En 1945, au sortir de la guerre, une priorité s'impose aux gouvernants : reconstruire un État à la mesure des ambitions de la France libérée et doter le pays d'une administration apte à servir cet État. La direction de la fonction publique est chargée, dans ce contexte, de mettre en œuvre une politique d'ensemble de la fonction publique et de faire ainsi cesser un imbroglio de statuts et d'échelles salariales ainsi que des cloisonnements qui empêchent toute efficacité de l'administration. Le 28 avril 1945, le général de Gaulle crée ainsi une mission provisoire de la réforme de la fonction publique et nomme à sa tête Michel Debré, maître des requêtes au Conseil d'État.
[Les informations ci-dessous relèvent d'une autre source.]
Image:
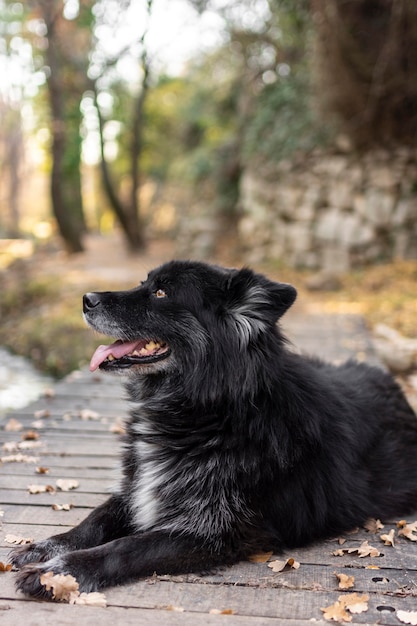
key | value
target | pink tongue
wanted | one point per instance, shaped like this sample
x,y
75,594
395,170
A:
x,y
117,349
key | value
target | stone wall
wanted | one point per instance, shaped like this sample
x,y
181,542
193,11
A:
x,y
331,211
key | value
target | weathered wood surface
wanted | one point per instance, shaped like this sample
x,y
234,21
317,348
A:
x,y
77,441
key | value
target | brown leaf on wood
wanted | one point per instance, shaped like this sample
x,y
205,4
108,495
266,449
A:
x,y
5,567
16,540
336,612
354,602
279,566
62,507
30,435
409,531
388,539
63,587
67,484
345,582
13,425
33,489
407,617
260,557
373,525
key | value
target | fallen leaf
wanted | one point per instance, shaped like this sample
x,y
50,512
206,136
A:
x,y
94,598
5,567
373,525
41,489
260,557
345,582
62,507
30,435
279,566
67,484
16,540
388,539
407,530
336,612
407,617
13,425
63,587
355,603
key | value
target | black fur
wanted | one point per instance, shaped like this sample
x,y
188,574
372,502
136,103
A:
x,y
235,444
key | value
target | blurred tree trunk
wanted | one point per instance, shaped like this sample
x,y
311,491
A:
x,y
127,210
66,56
366,65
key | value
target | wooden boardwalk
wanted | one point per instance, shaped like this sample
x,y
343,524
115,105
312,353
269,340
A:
x,y
77,440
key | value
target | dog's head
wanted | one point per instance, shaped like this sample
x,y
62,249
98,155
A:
x,y
184,316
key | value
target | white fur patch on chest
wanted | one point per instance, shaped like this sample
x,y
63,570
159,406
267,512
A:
x,y
145,504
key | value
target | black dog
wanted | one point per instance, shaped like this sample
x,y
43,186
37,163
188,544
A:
x,y
235,445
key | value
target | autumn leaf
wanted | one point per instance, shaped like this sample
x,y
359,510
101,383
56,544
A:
x,y
67,484
373,525
388,539
260,557
354,602
345,582
336,612
63,587
41,489
407,530
5,567
279,566
16,540
62,507
407,617
30,435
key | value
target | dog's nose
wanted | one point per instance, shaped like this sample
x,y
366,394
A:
x,y
90,301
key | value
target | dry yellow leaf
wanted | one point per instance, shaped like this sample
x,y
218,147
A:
x,y
41,489
67,484
373,525
260,557
388,539
407,617
345,582
62,507
279,566
336,612
407,530
63,587
354,602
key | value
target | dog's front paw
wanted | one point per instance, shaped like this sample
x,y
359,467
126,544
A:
x,y
35,552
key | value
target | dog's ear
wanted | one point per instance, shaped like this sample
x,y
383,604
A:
x,y
257,298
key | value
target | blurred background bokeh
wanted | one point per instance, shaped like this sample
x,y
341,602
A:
x,y
275,133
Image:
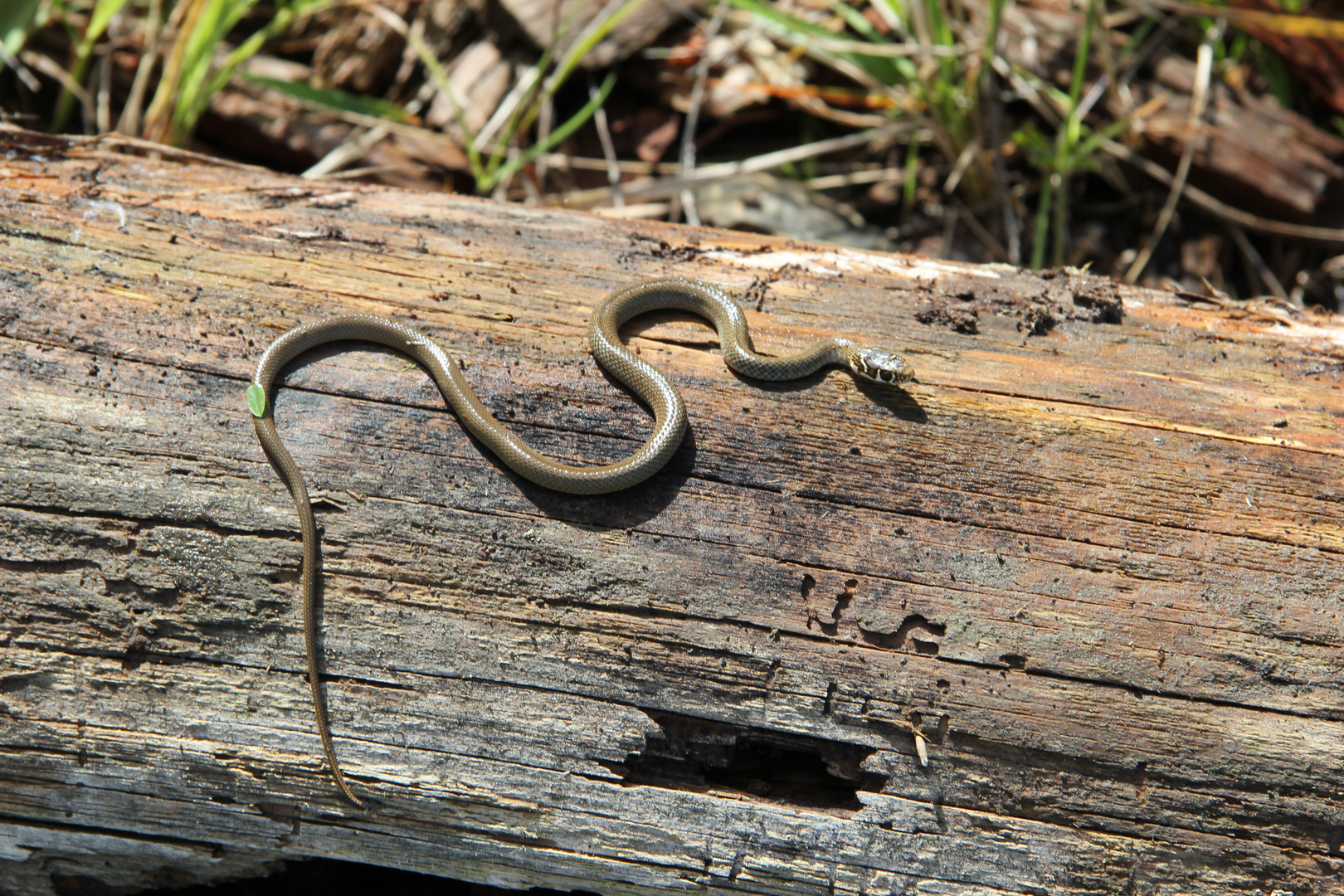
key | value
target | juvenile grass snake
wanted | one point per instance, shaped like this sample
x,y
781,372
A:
x,y
650,384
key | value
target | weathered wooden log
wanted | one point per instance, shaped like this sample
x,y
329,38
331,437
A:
x,y
1088,564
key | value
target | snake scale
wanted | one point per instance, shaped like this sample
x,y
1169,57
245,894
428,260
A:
x,y
648,383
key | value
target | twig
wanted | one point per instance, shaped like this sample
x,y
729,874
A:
x,y
604,134
1199,100
1255,262
360,141
50,69
1209,203
129,121
670,187
28,80
686,199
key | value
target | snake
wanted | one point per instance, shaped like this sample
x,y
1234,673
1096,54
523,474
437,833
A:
x,y
647,382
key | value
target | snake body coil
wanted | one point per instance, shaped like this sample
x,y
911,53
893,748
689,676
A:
x,y
650,384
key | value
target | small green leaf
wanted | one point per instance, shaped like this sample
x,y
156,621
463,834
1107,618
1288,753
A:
x,y
257,399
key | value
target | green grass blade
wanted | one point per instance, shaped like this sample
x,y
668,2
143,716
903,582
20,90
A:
x,y
882,69
553,140
334,99
102,14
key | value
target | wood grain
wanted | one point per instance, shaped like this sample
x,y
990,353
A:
x,y
1092,557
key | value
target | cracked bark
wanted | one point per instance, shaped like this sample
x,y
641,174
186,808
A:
x,y
1083,557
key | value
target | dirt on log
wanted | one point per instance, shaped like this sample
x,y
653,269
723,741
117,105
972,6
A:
x,y
1089,563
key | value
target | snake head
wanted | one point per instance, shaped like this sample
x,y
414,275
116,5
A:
x,y
880,366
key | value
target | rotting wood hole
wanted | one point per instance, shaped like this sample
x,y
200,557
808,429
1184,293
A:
x,y
908,631
698,755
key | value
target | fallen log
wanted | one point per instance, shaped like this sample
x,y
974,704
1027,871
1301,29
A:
x,y
1062,617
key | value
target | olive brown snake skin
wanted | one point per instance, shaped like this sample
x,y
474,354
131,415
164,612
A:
x,y
650,384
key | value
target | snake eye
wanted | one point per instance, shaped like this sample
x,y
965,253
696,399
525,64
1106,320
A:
x,y
882,366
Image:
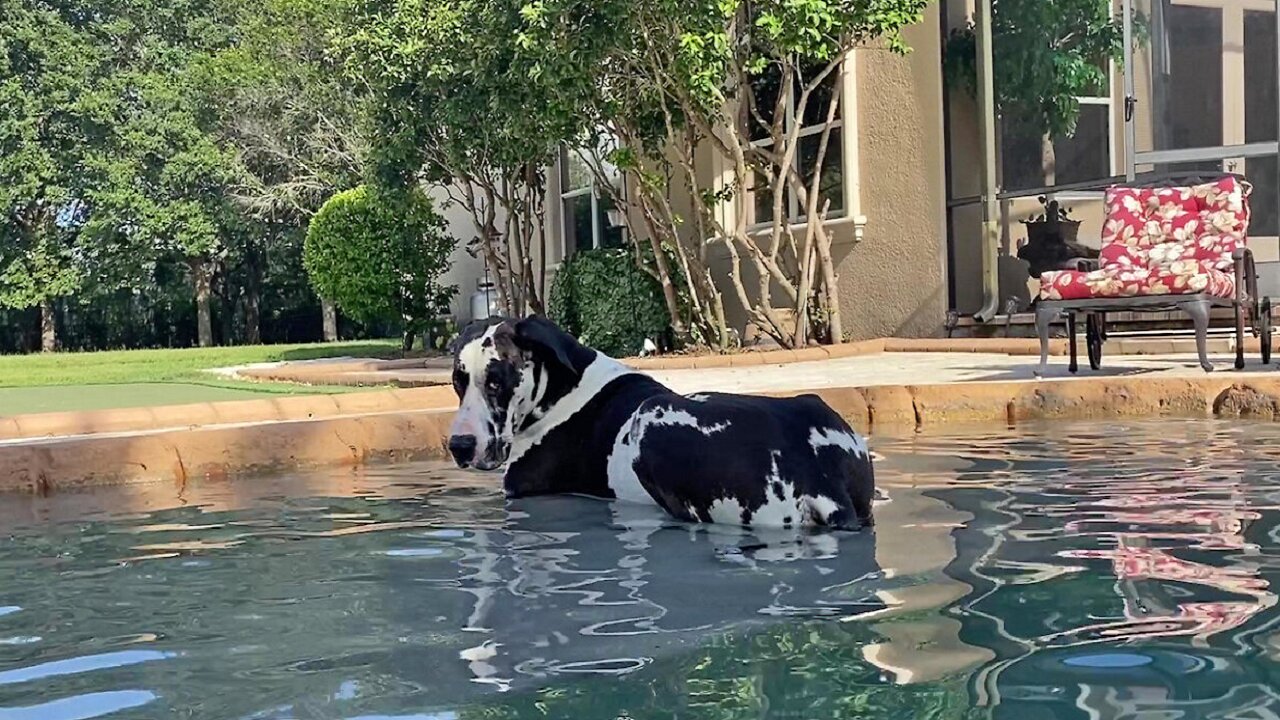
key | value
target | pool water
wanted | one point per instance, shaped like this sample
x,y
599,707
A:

Celui-ci s'entoure d'hommes de valeurs, parmi lesquels Jean-Marcel Jeanneney, Pierre Racine et Roger Grégoire. S'appuyant sur une réflexion déjà mûre, les travaux de la mission Debré progressent rapidement et le 4 juin, soit 5 semaines après la création de la mission provisoire, un comité interministériel présidé par le général de Gaulle adopte le projet de réforme. Le texte est soumis à l'assemblée consultative provisoire qui, malgré quelques réserves, en particulier sur la création de l'ÉNA dont dépendra désormais le recrutement des hauts fonctionnaires des ministères, donne un avis favorable au projet d'ordonnance qui est signé le 9 octobre 1945.